Gökyüzünün Yedinci Katı

                  


Aul'umuzun* en yaşlısı Tatlyusten Natho'ya tuhaf bir adammış gözüyle bakılır. İhtiyarlığına men çağa ayak uydurulması, görülecek ne varsa görülmesi, dünyada neler olup bittiğinin bilinmesi gerektiğine inanır ve onun için de her günradyoyu dinler, düzenli olarak kütüphaneyi ziyaret günün en son gazetelerini okur. Okurken bazen bilmediği bir kelimeyle karşılaştığı olur, ama o bunun ne demek olduğunu sormaya utanan kişilerden değildir.
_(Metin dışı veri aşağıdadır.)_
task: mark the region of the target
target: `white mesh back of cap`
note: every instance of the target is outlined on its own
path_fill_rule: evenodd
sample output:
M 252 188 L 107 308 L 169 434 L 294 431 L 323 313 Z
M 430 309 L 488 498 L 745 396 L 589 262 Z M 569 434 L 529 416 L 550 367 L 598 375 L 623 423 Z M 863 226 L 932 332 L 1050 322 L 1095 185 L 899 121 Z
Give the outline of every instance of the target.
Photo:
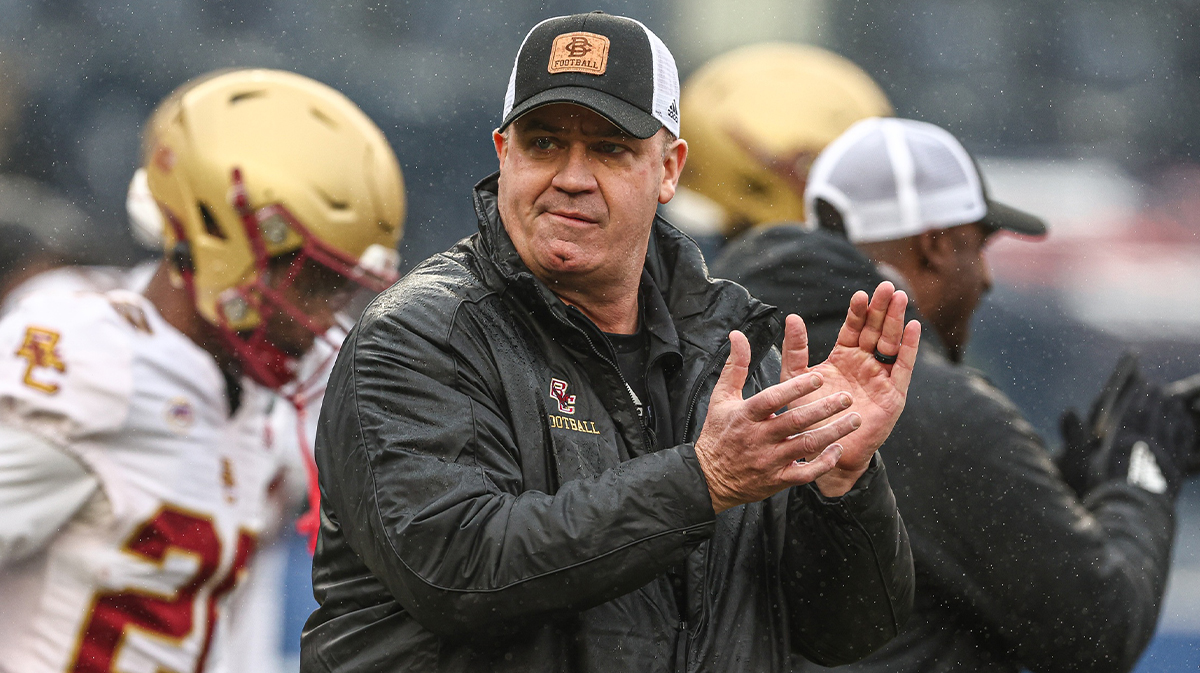
M 854 242 L 966 224 L 988 212 L 962 145 L 937 126 L 907 119 L 866 119 L 830 143 L 809 175 L 810 227 L 818 198 L 838 209 Z

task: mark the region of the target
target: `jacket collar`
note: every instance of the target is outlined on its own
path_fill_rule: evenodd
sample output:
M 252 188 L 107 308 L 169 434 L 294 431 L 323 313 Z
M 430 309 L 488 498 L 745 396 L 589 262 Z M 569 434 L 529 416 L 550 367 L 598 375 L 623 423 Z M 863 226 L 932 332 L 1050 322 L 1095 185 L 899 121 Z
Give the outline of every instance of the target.
M 493 173 L 474 190 L 481 253 L 492 266 L 484 270 L 486 281 L 566 322 L 565 305 L 529 271 L 500 222 L 498 178 Z M 696 244 L 660 216 L 654 217 L 644 269 L 662 293 L 680 341 L 712 355 L 722 350 L 730 330 L 738 329 L 750 339 L 756 359 L 774 343 L 780 330 L 775 308 L 737 283 L 709 277 Z

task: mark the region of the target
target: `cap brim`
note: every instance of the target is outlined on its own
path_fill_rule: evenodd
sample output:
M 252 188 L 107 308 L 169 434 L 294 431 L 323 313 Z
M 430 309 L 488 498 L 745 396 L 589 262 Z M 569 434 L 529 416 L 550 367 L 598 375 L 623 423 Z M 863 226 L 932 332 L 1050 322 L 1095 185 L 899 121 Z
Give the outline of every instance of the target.
M 1046 223 L 1040 217 L 991 199 L 988 199 L 988 215 L 979 223 L 992 229 L 1004 229 L 1006 232 L 1021 234 L 1022 236 L 1046 235 Z
M 654 119 L 650 113 L 604 91 L 587 86 L 557 86 L 540 91 L 522 101 L 521 104 L 514 106 L 512 112 L 500 124 L 500 131 L 504 131 L 508 125 L 527 112 L 552 103 L 583 106 L 635 138 L 649 138 L 658 133 L 659 128 L 662 128 L 662 122 Z

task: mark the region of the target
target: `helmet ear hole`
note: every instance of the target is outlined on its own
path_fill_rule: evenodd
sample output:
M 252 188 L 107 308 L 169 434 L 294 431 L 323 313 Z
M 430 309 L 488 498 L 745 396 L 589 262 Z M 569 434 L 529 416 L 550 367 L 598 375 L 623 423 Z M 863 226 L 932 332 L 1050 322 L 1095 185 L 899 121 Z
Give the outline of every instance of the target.
M 200 220 L 204 222 L 204 232 L 210 236 L 221 239 L 222 241 L 227 240 L 228 236 L 226 236 L 221 226 L 217 224 L 217 218 L 212 217 L 212 211 L 209 210 L 209 206 L 204 205 L 202 202 L 196 202 L 196 208 L 200 211 Z
M 194 271 L 194 268 L 192 266 L 192 246 L 187 245 L 187 241 L 179 241 L 175 244 L 175 247 L 170 251 L 170 262 L 175 265 L 175 269 L 179 269 L 180 271 Z

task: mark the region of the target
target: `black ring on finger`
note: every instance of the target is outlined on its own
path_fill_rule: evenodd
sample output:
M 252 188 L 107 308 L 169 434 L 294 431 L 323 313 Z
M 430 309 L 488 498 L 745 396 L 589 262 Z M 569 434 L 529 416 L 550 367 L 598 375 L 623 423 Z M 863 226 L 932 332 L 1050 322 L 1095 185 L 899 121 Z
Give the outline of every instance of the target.
M 875 349 L 875 359 L 878 360 L 880 362 L 883 362 L 884 365 L 895 365 L 896 357 L 899 356 L 900 356 L 899 353 L 896 353 L 895 355 L 884 355 L 880 353 L 878 348 Z

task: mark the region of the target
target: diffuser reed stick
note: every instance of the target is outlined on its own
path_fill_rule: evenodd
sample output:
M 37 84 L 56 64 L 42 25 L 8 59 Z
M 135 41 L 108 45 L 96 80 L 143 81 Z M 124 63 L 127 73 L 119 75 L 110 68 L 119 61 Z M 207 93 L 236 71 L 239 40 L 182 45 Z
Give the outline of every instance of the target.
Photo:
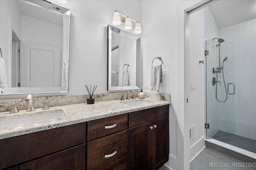
M 87 90 L 87 92 L 88 92 L 88 94 L 89 94 L 89 95 L 90 96 L 90 98 L 92 99 L 92 95 L 95 91 L 95 90 L 96 90 L 96 88 L 98 87 L 98 85 L 96 86 L 95 87 L 95 85 L 94 85 L 93 87 L 93 89 L 92 89 L 92 85 L 91 85 L 91 87 L 90 87 L 90 90 L 89 91 L 89 88 L 88 88 L 88 86 L 86 85 L 84 85 L 85 86 L 85 87 L 86 88 L 86 90 Z

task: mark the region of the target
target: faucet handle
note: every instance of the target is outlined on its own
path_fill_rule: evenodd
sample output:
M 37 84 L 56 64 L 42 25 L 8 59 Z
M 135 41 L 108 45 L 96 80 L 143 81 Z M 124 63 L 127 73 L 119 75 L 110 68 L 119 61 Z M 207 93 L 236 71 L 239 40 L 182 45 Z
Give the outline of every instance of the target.
M 121 97 L 121 100 L 124 100 L 124 97 L 122 94 L 119 94 L 119 95 L 122 95 L 122 97 Z
M 48 99 L 45 101 L 44 102 L 44 107 L 43 107 L 43 110 L 48 109 L 50 109 L 50 107 L 49 107 L 49 105 L 48 105 L 48 101 L 49 100 L 54 100 L 54 99 Z
M 1 104 L 8 104 L 8 103 L 12 103 L 12 109 L 10 111 L 9 113 L 15 113 L 19 112 L 19 110 L 17 108 L 17 105 L 15 103 L 13 102 L 2 102 L 1 103 Z
M 28 95 L 27 96 L 27 98 L 26 98 L 26 100 L 29 100 L 30 99 L 32 99 L 32 95 Z

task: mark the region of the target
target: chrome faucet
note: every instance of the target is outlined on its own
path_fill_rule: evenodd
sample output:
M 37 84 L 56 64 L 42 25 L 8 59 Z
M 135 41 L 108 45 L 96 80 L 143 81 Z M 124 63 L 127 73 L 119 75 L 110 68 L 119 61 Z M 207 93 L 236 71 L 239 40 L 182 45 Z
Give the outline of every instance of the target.
M 216 80 L 215 77 L 212 77 L 212 85 L 215 85 L 215 84 L 219 83 L 220 83 L 220 81 L 218 80 Z
M 131 92 L 132 92 L 133 93 L 132 97 L 132 99 L 135 99 L 135 96 L 134 95 L 135 92 L 133 90 L 130 90 L 129 91 L 128 91 L 128 93 L 127 93 L 127 97 L 126 97 L 126 100 L 130 100 L 130 93 Z
M 10 113 L 15 113 L 19 112 L 19 110 L 17 108 L 17 105 L 15 103 L 13 102 L 2 102 L 1 103 L 1 104 L 9 104 L 10 103 L 12 105 L 12 109 L 10 111 Z
M 28 100 L 28 106 L 27 112 L 30 111 L 34 111 L 35 108 L 34 107 L 34 104 L 33 104 L 33 98 L 32 98 L 32 95 L 28 95 L 26 100 Z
Daha geçenlerde kendisine bir televizyon satın aldı. Aul'umuzda buna sahip olan ilk kişiydi, sabadan bir teknisyen gelip televizyonu  onun için kurdu. Herkesin övünecek böyle bir şeyi yoktur.

Öteki ihtiyarlar Tatlyusten'e gülüp iğneleyici lâflar attılar: Şurada iki üç yıllık ömrü kalmış, bir de kalkmış böyle pahalı bir şey satın alıyor dediler. İhtiyar adamlardan biri o parayı, dökülen vücuduna iyi gelecek sağlık merkezlerinden birine harcasaydı daha iyi ederdi dedi. Ama Tatlyusten karşı çıktı: "Öyle bir yere gitmemi kim engelleyebilir? Allaha şükür hâlâ çalışıyorum ve istediğim yere gidebilirim. Bu işin öbürüyle ilgisi yok. Ama, eski günlerde, evde oturduğumuz yerde dünyada olup bitenleri seyretmeyi hayâl bile edebilir miydik? Böyle şeyler ancak peri masallarında olurdu."

Çok geçmeden millet her akşam, sanki bir kulüpmüş gibi Tatlyusten'in evine dolmaya başladı. Onu televizyon satın almaktan caydırmak isteyenler bile!

Şimdi siz bu ihtiyarın arzu ettiği her şeye sahip olduğunu düşünebilirsiniz: Sayılıp seviliyordu ve hiçbir eksiği yoktu. Ama hayır, ona rahat vermeyen çok eski bir rüyası vardı -bir uçağa binmek, mavi gökyüzüne yükselmek, dağların üzerinde mağrur kartallardan daha yükseklerde uçmak. Zaten, köydeki ihtiyarlardan hiçbiri uçmak nedir, bilmiyordu.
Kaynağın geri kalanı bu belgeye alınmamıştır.